Pubblicazione legale:
La sentenza che si va a commentare riguarda il caso di un agricoltore avente anche la qualifica e la relativa partita IVA di commerciante. Sfortuna e fatalità vollero che durante una operazione di taglio e trasporto di legname, fatta chissà quanto altre volte, il mezzo agricolo del lavoratore si ribaltasse uccidendolo.
Il quesito al quale i giudici hanno risposto è se nel caso di specie prevalesse la natura agricola di tale lavoro oppure quella commerciale.
Come è noto i lavoratori sono coperti da assicurazione obbligatoria contro gli infortuni INAIL. Non tutti però. In particolare non sono assicurabili i commercianti. Dalla soluzione al quesito derivavano conseguenze: in un caso il sinistro è indennizzabile con reddita INAIL per il coniuge superstite, nell’altro no.
E’ invalsa la prassi, come in questo caso, di affidare lavorazioni agricole presso poderi dei privati mediante contratti di “vendita in piedi”. Tale contratto, diversamente da quanto il giudice di primo grado ha ritenuto, non è un contratto di intermediazione commerciale, ma agricolo, alla luce dell’art. 56 L 3 maggio 1982 n. 203. Si tratta della legge che regola i contratti agrari. L’art. 56 in particolare è la norma che dispone una deroga al regime ordinario sulla durata dei contratti agrari ed altri istituti per il caso “di compartecipazione limitata a singole coltivazioni stagionali” o di “concessioni per coltivazioni intercalari” o, ancora per la “vendite di erbe di durata inferiore ad un anno quando si tratta di terreni non destinati a pascolo permanente, ma soggetti a rotazione agraria”. La legge n. 203 disciplina i contratti agricoli ed il fatto che in essa vengano contemplati casi di vendita di prodotti agricoli palesemente non depone nel senso che l’attività principale di tali contratti sia quella commerciale, ma anzi, al contrario, conferma che si tratta di lavorazioni agricole.
La vendita della legna sull’albero, infatti, non rende il contratto una mera intermediazione commerciale, essendo oggetto principale del negozio la lavorazione agricola che consiste in operazioni tipicamente afferenti a tale settore come: il taglio, la selezione, la pulizia del sottobosco, il trasporto, ecc..

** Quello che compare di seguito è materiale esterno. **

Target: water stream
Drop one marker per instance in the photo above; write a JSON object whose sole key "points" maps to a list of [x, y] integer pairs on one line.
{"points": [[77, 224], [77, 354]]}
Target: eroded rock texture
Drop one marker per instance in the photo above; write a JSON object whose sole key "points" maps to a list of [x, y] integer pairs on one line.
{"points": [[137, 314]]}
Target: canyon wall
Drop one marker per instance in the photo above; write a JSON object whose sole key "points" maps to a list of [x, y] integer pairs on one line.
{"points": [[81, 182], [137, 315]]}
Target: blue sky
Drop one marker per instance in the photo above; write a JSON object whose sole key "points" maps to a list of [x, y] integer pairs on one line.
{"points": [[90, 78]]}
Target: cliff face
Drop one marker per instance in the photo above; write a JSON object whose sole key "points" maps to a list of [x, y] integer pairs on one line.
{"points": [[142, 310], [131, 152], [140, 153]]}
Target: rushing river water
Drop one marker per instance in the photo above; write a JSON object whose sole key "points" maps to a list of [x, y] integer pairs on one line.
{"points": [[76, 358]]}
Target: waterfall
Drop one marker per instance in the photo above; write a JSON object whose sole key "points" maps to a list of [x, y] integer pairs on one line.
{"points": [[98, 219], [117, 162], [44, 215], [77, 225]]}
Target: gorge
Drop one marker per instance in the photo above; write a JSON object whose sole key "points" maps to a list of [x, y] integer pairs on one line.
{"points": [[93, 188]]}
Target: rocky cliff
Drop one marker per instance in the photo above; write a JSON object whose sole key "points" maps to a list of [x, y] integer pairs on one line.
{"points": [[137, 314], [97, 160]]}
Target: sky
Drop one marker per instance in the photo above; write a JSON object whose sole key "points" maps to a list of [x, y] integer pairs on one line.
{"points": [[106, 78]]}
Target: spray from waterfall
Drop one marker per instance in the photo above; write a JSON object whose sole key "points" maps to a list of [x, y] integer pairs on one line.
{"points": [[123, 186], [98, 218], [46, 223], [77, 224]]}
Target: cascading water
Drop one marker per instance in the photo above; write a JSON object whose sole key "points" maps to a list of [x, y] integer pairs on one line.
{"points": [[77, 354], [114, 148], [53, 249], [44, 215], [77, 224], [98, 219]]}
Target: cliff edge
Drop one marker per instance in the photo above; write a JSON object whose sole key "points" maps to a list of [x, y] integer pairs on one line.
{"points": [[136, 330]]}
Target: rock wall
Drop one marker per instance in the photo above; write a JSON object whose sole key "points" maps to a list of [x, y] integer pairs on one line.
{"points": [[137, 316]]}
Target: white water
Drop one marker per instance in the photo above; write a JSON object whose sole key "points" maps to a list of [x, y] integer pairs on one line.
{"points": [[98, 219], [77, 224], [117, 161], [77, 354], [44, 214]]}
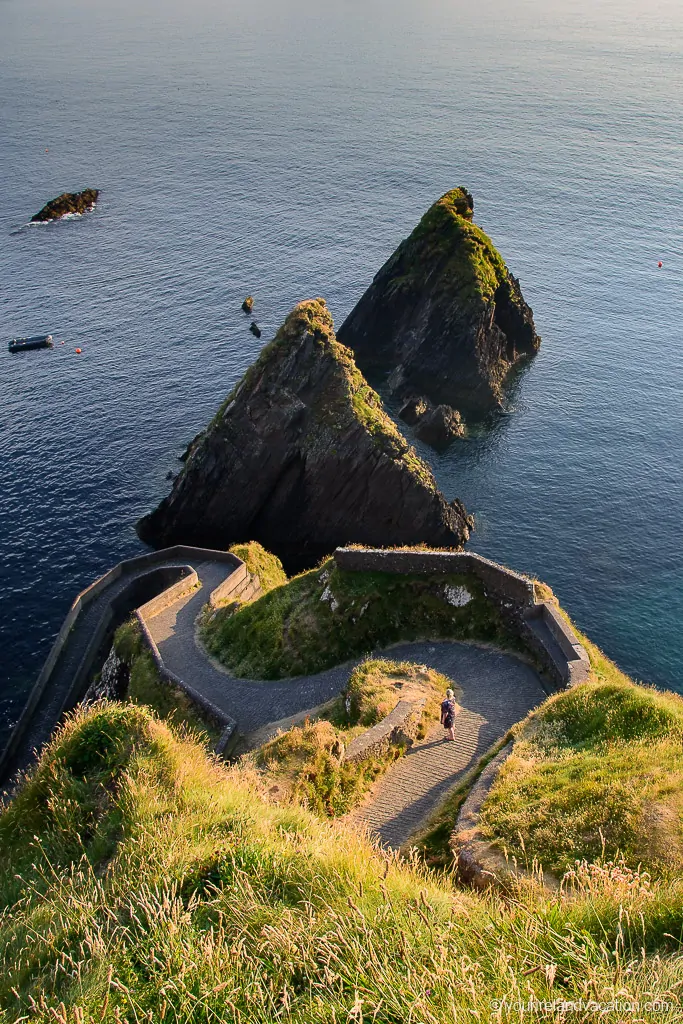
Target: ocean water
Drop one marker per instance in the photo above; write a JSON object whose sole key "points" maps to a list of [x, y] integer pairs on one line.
{"points": [[284, 150]]}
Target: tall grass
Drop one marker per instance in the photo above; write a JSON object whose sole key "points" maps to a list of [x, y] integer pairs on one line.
{"points": [[208, 904], [595, 771]]}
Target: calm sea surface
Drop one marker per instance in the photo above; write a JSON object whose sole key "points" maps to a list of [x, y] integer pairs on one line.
{"points": [[284, 147]]}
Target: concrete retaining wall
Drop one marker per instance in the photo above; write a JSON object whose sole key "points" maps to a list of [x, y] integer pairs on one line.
{"points": [[140, 567], [540, 625], [226, 724], [562, 654], [399, 727], [509, 585]]}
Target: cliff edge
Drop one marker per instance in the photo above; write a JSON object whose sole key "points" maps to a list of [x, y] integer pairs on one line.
{"points": [[302, 458], [443, 316]]}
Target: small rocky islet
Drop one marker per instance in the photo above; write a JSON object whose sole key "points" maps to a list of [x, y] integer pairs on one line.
{"points": [[302, 458], [444, 320], [68, 203]]}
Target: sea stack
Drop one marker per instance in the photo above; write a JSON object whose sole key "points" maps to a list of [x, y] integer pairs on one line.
{"points": [[68, 203], [302, 458], [443, 317]]}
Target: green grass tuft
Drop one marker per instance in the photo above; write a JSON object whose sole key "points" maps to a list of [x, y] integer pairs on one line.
{"points": [[595, 771], [261, 563]]}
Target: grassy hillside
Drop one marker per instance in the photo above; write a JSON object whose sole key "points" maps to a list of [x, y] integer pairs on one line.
{"points": [[145, 687], [261, 563], [326, 616], [595, 771], [142, 881], [305, 763]]}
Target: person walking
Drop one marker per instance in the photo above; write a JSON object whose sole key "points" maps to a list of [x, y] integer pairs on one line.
{"points": [[449, 711]]}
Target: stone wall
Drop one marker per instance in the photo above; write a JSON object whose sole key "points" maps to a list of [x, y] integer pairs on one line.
{"points": [[226, 724], [505, 583], [399, 727], [539, 624], [150, 574]]}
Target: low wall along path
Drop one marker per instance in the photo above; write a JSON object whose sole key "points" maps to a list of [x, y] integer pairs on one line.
{"points": [[497, 689]]}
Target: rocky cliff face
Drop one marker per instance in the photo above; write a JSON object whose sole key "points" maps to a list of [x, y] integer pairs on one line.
{"points": [[444, 316], [68, 203], [302, 458]]}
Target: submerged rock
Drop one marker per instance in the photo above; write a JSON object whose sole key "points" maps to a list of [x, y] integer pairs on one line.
{"points": [[68, 203], [435, 426], [444, 317], [439, 426], [412, 411], [302, 458]]}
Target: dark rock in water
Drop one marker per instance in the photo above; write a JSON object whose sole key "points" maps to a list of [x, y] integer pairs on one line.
{"points": [[302, 458], [68, 203], [185, 455], [439, 426], [412, 411], [444, 317]]}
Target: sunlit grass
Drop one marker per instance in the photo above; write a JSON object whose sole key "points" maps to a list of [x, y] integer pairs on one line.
{"points": [[208, 903]]}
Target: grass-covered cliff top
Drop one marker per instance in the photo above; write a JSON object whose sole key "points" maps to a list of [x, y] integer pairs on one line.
{"points": [[326, 616], [597, 771], [446, 237], [142, 881], [261, 563], [344, 395]]}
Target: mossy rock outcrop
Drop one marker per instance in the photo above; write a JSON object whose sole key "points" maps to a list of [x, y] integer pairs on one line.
{"points": [[444, 317], [302, 458], [68, 203]]}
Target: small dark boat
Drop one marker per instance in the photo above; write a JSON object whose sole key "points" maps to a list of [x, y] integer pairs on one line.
{"points": [[27, 344]]}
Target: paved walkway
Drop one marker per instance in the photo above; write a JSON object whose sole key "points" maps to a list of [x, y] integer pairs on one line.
{"points": [[497, 691]]}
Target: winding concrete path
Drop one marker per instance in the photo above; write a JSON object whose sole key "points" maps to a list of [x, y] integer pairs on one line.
{"points": [[497, 691]]}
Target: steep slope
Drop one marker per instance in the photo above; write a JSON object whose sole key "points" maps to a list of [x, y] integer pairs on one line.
{"points": [[302, 458], [444, 316]]}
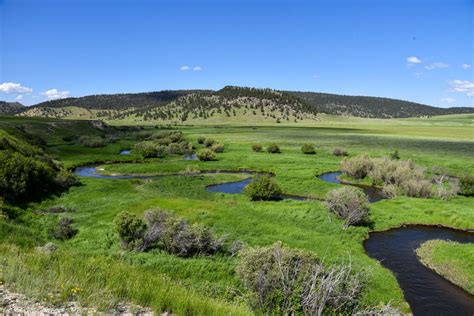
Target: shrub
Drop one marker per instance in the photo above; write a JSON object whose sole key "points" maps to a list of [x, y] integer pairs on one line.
{"points": [[263, 187], [218, 148], [273, 149], [467, 185], [174, 235], [91, 141], [340, 152], [63, 229], [208, 142], [357, 167], [257, 148], [308, 149], [130, 229], [24, 178], [394, 155], [287, 281], [206, 155], [349, 204], [149, 149]]}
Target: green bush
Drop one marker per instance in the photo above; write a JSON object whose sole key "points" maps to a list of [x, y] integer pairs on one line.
{"points": [[263, 187], [218, 148], [24, 178], [349, 204], [130, 229], [340, 152], [149, 149], [467, 185], [91, 141], [308, 149], [285, 281], [63, 229], [165, 231], [206, 155], [273, 149], [257, 148], [208, 142]]}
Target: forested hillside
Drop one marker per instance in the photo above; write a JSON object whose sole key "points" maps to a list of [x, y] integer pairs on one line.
{"points": [[373, 107], [9, 108], [251, 105]]}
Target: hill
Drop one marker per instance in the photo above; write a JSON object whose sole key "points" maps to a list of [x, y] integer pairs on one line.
{"points": [[241, 104], [372, 107], [10, 108]]}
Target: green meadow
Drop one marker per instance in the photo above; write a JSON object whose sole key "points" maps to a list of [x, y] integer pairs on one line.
{"points": [[105, 274]]}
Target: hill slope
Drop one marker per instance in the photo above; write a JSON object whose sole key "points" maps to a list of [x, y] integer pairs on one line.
{"points": [[10, 108], [230, 103]]}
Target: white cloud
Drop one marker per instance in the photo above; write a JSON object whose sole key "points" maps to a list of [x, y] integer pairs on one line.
{"points": [[9, 87], [462, 86], [448, 100], [54, 94], [437, 65], [412, 60]]}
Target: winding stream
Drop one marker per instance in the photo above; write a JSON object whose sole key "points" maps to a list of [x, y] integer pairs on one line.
{"points": [[427, 292], [373, 194]]}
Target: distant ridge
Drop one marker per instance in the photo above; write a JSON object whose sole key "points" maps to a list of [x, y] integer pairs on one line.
{"points": [[10, 108], [231, 102]]}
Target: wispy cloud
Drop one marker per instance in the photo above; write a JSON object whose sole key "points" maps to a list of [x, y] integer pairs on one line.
{"points": [[413, 60], [10, 87], [54, 94], [436, 65], [448, 100], [462, 86]]}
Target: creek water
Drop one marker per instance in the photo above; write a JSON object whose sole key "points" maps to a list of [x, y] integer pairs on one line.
{"points": [[427, 292]]}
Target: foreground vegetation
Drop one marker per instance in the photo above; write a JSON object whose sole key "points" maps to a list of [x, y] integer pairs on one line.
{"points": [[452, 260], [214, 282]]}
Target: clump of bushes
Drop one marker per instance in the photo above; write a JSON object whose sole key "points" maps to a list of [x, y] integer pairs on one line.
{"points": [[263, 188], [92, 141], [308, 149], [257, 148], [340, 152], [149, 149], [208, 142], [218, 148], [467, 185], [63, 230], [165, 231], [285, 281], [60, 209], [349, 204], [162, 144], [273, 149], [206, 154], [399, 177]]}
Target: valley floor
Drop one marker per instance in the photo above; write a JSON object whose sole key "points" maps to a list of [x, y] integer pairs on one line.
{"points": [[94, 262]]}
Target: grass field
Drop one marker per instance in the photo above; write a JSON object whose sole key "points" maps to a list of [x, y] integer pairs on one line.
{"points": [[452, 260], [209, 285]]}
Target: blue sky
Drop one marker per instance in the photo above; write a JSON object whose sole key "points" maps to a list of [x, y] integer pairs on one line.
{"points": [[418, 50]]}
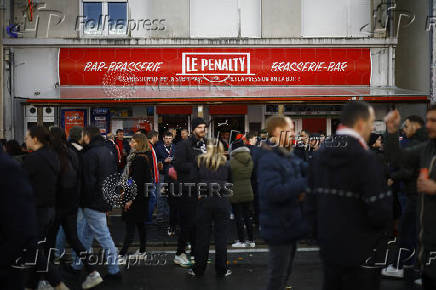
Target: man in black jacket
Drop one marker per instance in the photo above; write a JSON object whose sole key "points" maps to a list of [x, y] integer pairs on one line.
{"points": [[424, 154], [408, 173], [348, 203], [97, 166], [43, 168], [18, 228], [185, 157]]}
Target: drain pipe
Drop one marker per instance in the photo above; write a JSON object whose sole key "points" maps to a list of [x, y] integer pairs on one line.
{"points": [[432, 52]]}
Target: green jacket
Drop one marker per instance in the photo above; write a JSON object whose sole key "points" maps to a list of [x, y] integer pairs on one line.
{"points": [[242, 166]]}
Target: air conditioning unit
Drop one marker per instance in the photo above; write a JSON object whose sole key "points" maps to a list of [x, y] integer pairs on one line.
{"points": [[48, 112], [31, 111]]}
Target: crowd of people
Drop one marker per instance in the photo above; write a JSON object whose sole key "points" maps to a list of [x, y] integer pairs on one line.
{"points": [[353, 192]]}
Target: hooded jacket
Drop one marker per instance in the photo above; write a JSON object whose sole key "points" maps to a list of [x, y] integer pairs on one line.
{"points": [[280, 180], [43, 168], [348, 204], [18, 227], [241, 165], [68, 196], [97, 166], [406, 165], [423, 156]]}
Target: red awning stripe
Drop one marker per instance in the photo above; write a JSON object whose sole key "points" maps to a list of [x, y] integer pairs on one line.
{"points": [[224, 99], [228, 109], [171, 110]]}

Peraltro anche l’attività commerciale non è una esclusiva dei commercianti perché anche l’imprenditore agricolo è ammesso all’attività di vendita al dettaglio, senza che questo lo renda un commerciante.
Con D.Lvo 18 maggio 2001, n. 228, recante norme sull’“Orientamento e modernizzazione del settore agricolo, a norma dell’articolo 7 della legge 5 marzo 2001, n. 57” si stabilisce l’onere della iscrizione al registro degli imprenditori agricoli e all’art. 4 il principio a tenor del quale “Gli imprenditori agricoli, singoli o associati, iscritti nel registro delle imprese di cui all’art. 8 della legge 29 dicembre 1993, n. 580, possono vendere direttamente al dettaglio, in tutto il territorio della Repubblica, i prodotti provenienti in misura prevalente dalle rispettive aziende, osservate le disposizioni vigenti in materia di igiene e sanità”.
Come si può vedere si tratta di una disposizione che liberalizza la vendita dei prodotti agricoli da parte dell’agricoltore al quale non si può opporre alcuna disciplina relativa al commercio per quanto riguarda le destinazioni di zona (si veda TAR Puglia 11 novembre 2004 n. 5211, secondo cui: “il decreto legislativo n. 228 del 2001 non impone affatto il possesso di requisiti oggettivi (conformità dei locali alle norme regolamentari edilizie ed alle destinazioni d’uso di zona) … ed oblitera ogni vincolo di natura urbanistica di guisa che i locali destinati all’attività di vendita scontano unicamente la verifica di idoneità igienico sanitaria”).
L’unico limite all’attività commerciale da parte degli agricoltori è che la merce sia per la maggior parte di provenienza dalla propria azienda.